An upside-down car in New Orleans post-Hurricane Katrina. (Richard Misrach / Aperture…)
For blocks and blocks they appeared — grids, circles, numerals: In post-Katrina New Orleans, those symbols became indelible shorthand, modern hieroglyphics set down in fluorescent paint, runny marker, even chalk embroidered on the sides of what was left of the city's built-architecture — duplexes, shotgun shacks, colonials done in miniature. These markings whispered stories, hash marks that baldly communicated with any passerby the tally of how many bodies remained — humans, pets — and where they might be found inside. Those lines, letters and numbers were a chilling account of disaster. But in the first couple of months after Hurricane Katrina and the subsequent flood, photographer Richard Misrach began to record a parallel narrative, one that also began to materialize along those walls, fences, husks of rusted automobiles. They were sentences, fragments, warnings and prayers: some dated missives that started then finished weeks later; open letters to the president and, when that didn't work, to God.

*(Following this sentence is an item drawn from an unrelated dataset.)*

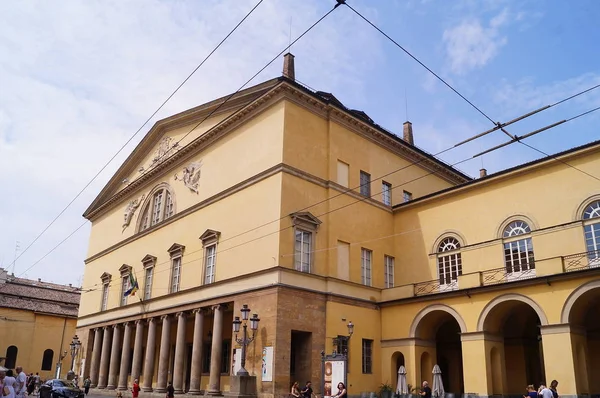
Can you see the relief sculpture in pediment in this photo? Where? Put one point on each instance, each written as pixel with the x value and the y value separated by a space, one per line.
pixel 130 211
pixel 190 176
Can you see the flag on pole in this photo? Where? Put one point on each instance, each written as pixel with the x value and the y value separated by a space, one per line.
pixel 133 286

Misrach's new book, "Destroy This Memory" (Aperture, 140 pp., hardcover, $65), is collection of declarations and evidence — "I Am Alive" — mini-narratives that deepened the story that left along bloated, peeling wood, rusting trailers, crawling up red-brick and green shutters where most likely iron-lace trellises used to stand. Misrach found a confluence of emotions — private talk made public, pleas for assistance (Where are you, Michael?"), prayers, admonishments spiked with 100-proof vitriol ("I died waiting for the … adjuster") as well as a fair amount of humor in the mix ("Don't Try. I'm sleeping inside with a big dog & an ugly woman and two shotguns...."). Misrach, who is known for his work considering the relationship between man and landscape, had been returning to New Orleans as a subject since the 1970s. (Artist royalties from the book will be donated to the Make It Right Foundation to help rebuild the city's Lower Ninth Ward.) He was stirred by talking walls, fences and upturned trailers — the emotional internal landscape they reflected. He began recording what he saw with his 4 MP pocket camera as well as an 8-by-10 large-format camera.
"Destroy This Memory" is a raw testament, shot between October and December 2005, just after the waters began to recede but the emotions had certainly not. Without captions or a contextual introduction to detract from the potency of the photographs themselves, the book is a powerful document allowing survivors to speak eloquently for themselves — even in absentia. The images re-create the post-storm story arc — people at war with the elements, the government, the insurance companies and their own faith. Anyone who has lived in the chaos after a disaster will be familiar with the sentiments, that sense of grappling with something so massive that everything has been upended — the ground might as well be the sky. What's most striking about "Destroy This Memory" is that though there is not a single photograph of a human being, the imprint of humanity even in its absence is what persists, the echoes of "I Am Alive." New Orleans, its essence, doesn't just permeate these images; it's a force that's palpable and fully present tense.
George is an L.A.-based journalist and an assistant professor of English at Loyola-Marymount University.